Another embodiment of a stent graft assembly incorporating the present invention is shown in the stent graft assembly 61 in FIG. 2. The balloon delivery catheter 62 shown therein shows the use of radiopaque marker bands 63 and 64 positioned on a shaft 66 on opposite ends of the balloon 67 and held in place by suitable means such as an epoxy 68 and disposed on opposite ends of the stent graft 11 and serve as enlargements to prevent the inadvertent dislodgement of the stent and/or the graft from the balloon during deployment of the stent graft 11.

In addition, as in the previous embodiments, security rings 71 and 72 are provided on opposite ends of the stent 12 and the sleeve 13. Security rings 71 and 72 are each comprised of two elongate elements 76 and 77 in the forms of waves or convolutions which are sinusoidal in shape and which are joined together by circumferentially spaced-apart axially extending struts 78 and eyelets 79. As with the security rings 36 and 37, it can be seen that the security rings 71 and 72 can be readily crimped into place and expanded in the same manner as the security rings 36 and 37. The eyelets 79 carry radiopaque markers 81. As with the security rings 36 and 37 the inner surfaces of the elements 76 and 77 can be left unpolished or with a textured surface for frictionally engaging the outer surface of the polymeric sleeve 13.

In order to further enhance the engagement between the polymeric sleeve 13 on the stent 12, the radiopaque marker 81 as shown in FIG. 3 can protrude out of the eyelet 79 so that it can form an indentation 82 with the sleeve 13 which extends into an open space in the stent 12 to further ensure a good engagement between the sleeve 13 and the stent 12 to prevent dislodgement of the sleeve 13 and ring 71 or 72 from the stent 12. In a similar manner as shown in FIG. 4, an eyelet 86 provided on the stent 12 may also carry a radiopaque marker 87 protruding radially and forming an indentation 88 in the inner surface of the sleeve 13 and to extend into a space in the security ring 72 to further ensure good engagement between the sleeve 13 and the stent 12.

Operation and use of the stent graft assembly 61 shown in FIG. 2 is very similar to that hereinbefore described with respect to FIG. 1 with the principal difference being that the security rings 71 and 72 have enhanced friction engaging capabilities over the security rings 36 and 37 shown in FIG. 1. In addition, the balloon delivery catheter 62, by providing the marker bands 63 and 64 on opposite extremities of the stent graft 11 also ensure that the stent graft 11 cannot accidentally become dislodged during deployment of the stent graft 11.

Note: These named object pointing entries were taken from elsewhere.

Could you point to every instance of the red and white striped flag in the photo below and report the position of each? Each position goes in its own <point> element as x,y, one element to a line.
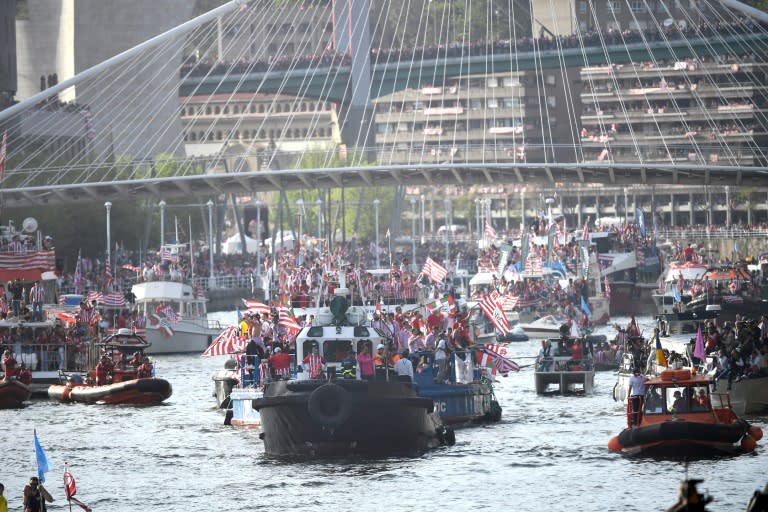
<point>255,306</point>
<point>489,231</point>
<point>501,364</point>
<point>434,270</point>
<point>3,153</point>
<point>491,307</point>
<point>70,488</point>
<point>228,342</point>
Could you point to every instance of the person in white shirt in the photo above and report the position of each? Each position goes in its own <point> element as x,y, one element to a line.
<point>404,367</point>
<point>636,395</point>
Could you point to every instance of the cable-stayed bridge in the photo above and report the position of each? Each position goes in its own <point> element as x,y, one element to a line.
<point>233,101</point>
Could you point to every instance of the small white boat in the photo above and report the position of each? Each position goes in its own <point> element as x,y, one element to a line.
<point>190,331</point>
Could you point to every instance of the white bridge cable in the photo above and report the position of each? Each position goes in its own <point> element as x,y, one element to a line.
<point>111,98</point>
<point>756,82</point>
<point>705,110</point>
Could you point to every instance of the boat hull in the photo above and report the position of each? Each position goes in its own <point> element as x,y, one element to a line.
<point>13,393</point>
<point>683,437</point>
<point>463,404</point>
<point>565,382</point>
<point>347,418</point>
<point>242,413</point>
<point>188,337</point>
<point>136,392</point>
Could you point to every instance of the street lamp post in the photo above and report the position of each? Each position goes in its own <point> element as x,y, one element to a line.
<point>300,215</point>
<point>413,233</point>
<point>258,240</point>
<point>422,218</point>
<point>447,205</point>
<point>162,204</point>
<point>477,217</point>
<point>376,204</point>
<point>108,206</point>
<point>211,278</point>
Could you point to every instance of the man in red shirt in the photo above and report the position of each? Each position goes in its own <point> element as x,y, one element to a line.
<point>280,364</point>
<point>314,363</point>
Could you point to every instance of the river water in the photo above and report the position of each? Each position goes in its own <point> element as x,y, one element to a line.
<point>548,453</point>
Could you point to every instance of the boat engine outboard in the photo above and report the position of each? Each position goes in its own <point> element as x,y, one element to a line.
<point>75,379</point>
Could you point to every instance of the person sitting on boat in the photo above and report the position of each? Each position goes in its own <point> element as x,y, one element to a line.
<point>680,403</point>
<point>577,356</point>
<point>314,363</point>
<point>632,327</point>
<point>702,400</point>
<point>441,358</point>
<point>365,361</point>
<point>9,364</point>
<point>135,360</point>
<point>24,375</point>
<point>104,370</point>
<point>636,396</point>
<point>404,367</point>
<point>145,370</point>
<point>349,365</point>
<point>545,356</point>
<point>279,364</point>
<point>654,402</point>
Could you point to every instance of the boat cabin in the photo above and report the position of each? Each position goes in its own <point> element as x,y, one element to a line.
<point>334,344</point>
<point>121,347</point>
<point>678,392</point>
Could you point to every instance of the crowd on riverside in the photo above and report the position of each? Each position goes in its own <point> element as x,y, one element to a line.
<point>331,58</point>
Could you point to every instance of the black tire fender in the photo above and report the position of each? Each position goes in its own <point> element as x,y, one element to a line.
<point>329,405</point>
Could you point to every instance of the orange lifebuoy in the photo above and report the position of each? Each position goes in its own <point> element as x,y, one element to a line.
<point>748,444</point>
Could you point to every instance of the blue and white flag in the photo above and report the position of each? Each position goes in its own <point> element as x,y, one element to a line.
<point>585,307</point>
<point>42,460</point>
<point>676,294</point>
<point>640,221</point>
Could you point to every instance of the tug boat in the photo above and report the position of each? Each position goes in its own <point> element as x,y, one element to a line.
<point>338,414</point>
<point>678,418</point>
<point>126,387</point>
<point>561,372</point>
<point>13,393</point>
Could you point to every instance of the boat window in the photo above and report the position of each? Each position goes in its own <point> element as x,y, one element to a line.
<point>336,350</point>
<point>700,400</point>
<point>314,332</point>
<point>678,399</point>
<point>361,332</point>
<point>654,401</point>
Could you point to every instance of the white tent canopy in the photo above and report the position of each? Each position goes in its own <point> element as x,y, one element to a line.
<point>233,245</point>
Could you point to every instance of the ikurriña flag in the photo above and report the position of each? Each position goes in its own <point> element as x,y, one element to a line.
<point>434,270</point>
<point>70,488</point>
<point>42,459</point>
<point>491,307</point>
<point>661,359</point>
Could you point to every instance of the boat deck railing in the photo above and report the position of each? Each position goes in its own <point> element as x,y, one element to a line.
<point>53,357</point>
<point>559,364</point>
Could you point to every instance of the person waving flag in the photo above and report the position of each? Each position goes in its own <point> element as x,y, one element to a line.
<point>70,488</point>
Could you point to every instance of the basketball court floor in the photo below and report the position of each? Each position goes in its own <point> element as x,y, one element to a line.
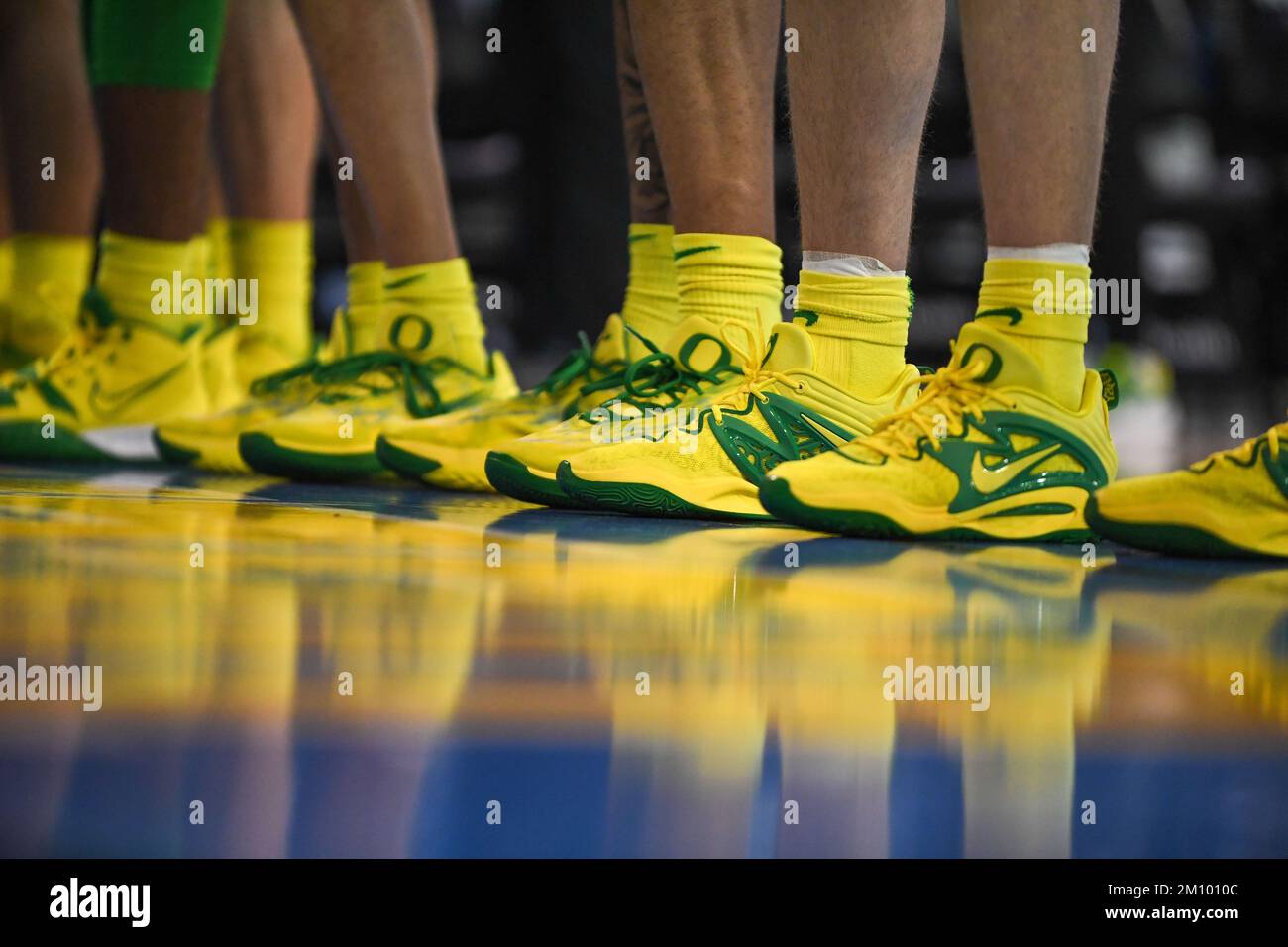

Still another embodiment of a stent graft assembly incorporating the present invention is shown in FIG. 5 in which the balloon delivery catheter 62 as shown therein is similar to the one hereinbefore described. The stent graft 11 is also similar to those hereinbefore described. However, in FIG. 5 there is shown the use of security rings 91 or 92 (showing two different designs) mounted on opposite ends of the sleeve 13. The security ring 91 is in the form of a stretchable polymer which can be stretched and fitted over one end of the sleeve 13 to frictionally retain the security ring 91 on the sleeve 13 and similarly to retain the sleeve 13 on the stent 12. Alternatively, as shown with the security ring 92, a less stretchable band of polymeric material can be utilized which is provided with circumferentially spaced-apart cutouts 93 therein which as shown in detail in FIG. 6 are positioned in such a manner so as to provide weakened regions 94 associated with each of the cutouts 93 but being staggered or provided on opposite sides of the security ring 92 so that when the stent graft 11 is expanded, these weakened regions will or can break apart to provide a zig-zag shape or a substantially sinusoidal wave-like shape, for the expanded security ring 92. Thus, it can be seen that a polymeric security ring can be provided which firmly secures the graft to the stent while still permitting expansion of the stent and graft after the stent graft assembly 11 has been deployed to the desired position.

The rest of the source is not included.